Şu futbolculardaki siyaset aşkına da anlam veremiyorum. Genelde siyasetle alakası olmayıp da siyaset yapanlar, halka yön vermek ya da bakış açısını genişletmek isteyenler sanatçılar olur. Ama bizim ülkede sanat siklenmediği için sanırım bu iş futbolculara (sporculara da değil, direk futbolcular) kalıyor. Çünkü ne zaman çok önemli bi galibiyet alsalar galibiyette en büyük pay sahibi olan maç sonrası röportajlarda siyaset yapıyor. Bak Hakan Şükür'e... Adam o kadar çok önemli galibiyet aldırdı ki sonunda milletvekili oldu amk. Torinolu Şaban mecliste ulan!
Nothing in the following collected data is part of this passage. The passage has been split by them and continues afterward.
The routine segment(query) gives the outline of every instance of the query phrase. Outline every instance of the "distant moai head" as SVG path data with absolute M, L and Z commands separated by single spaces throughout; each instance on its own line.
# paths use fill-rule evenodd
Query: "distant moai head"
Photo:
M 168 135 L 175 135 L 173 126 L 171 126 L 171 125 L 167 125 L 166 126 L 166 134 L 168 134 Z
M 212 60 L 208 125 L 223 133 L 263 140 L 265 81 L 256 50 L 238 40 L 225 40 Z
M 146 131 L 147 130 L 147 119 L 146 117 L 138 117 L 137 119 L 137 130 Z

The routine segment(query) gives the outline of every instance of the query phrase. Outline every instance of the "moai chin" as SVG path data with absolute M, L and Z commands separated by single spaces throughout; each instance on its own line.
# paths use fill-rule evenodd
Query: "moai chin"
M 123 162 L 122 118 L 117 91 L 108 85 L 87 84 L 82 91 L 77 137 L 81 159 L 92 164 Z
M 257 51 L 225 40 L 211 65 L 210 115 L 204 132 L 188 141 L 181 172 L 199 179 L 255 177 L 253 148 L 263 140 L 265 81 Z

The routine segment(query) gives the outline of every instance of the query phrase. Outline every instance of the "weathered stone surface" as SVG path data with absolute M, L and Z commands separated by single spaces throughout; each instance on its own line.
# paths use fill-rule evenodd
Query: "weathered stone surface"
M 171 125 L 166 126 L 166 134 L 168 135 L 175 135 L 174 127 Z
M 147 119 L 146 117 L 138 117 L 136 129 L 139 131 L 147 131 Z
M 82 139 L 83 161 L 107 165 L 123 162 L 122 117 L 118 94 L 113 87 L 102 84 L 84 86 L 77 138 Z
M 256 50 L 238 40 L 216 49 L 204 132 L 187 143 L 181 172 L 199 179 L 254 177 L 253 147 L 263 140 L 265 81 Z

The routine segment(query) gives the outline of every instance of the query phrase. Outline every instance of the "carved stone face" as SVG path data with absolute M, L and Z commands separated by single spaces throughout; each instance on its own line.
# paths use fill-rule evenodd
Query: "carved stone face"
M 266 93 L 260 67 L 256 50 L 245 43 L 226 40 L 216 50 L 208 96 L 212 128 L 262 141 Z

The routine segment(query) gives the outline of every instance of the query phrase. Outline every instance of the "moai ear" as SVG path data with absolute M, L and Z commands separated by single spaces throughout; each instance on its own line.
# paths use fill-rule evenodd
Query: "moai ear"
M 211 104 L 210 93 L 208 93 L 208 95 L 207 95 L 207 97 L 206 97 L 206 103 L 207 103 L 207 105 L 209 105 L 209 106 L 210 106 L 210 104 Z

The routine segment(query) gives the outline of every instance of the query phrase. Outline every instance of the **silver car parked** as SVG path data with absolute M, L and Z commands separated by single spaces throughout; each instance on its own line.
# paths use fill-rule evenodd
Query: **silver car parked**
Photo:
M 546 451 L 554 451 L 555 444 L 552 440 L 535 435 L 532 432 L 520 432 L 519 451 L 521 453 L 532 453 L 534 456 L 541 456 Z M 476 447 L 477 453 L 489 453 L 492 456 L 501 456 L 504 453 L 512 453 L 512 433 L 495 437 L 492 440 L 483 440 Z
Meclisinde zamanında efsaneleşmiş isimleri görmek isteyen tek ülkenin vatandaşı olmaktan ne kadar büyük gurur duysak az sanırım...
He bi de, zamanında Emre Belözoğlu penaltı atarken ıslıklanırdı. Önümüzdeki maçlarda Arda kullanırken tribünlerde Sinem Kobal'ın fotosu yapıştırılmış şişme bebeklerle cinsel ilişkiye girilmesini bekliyorum aksdgflkajsdhlkdg.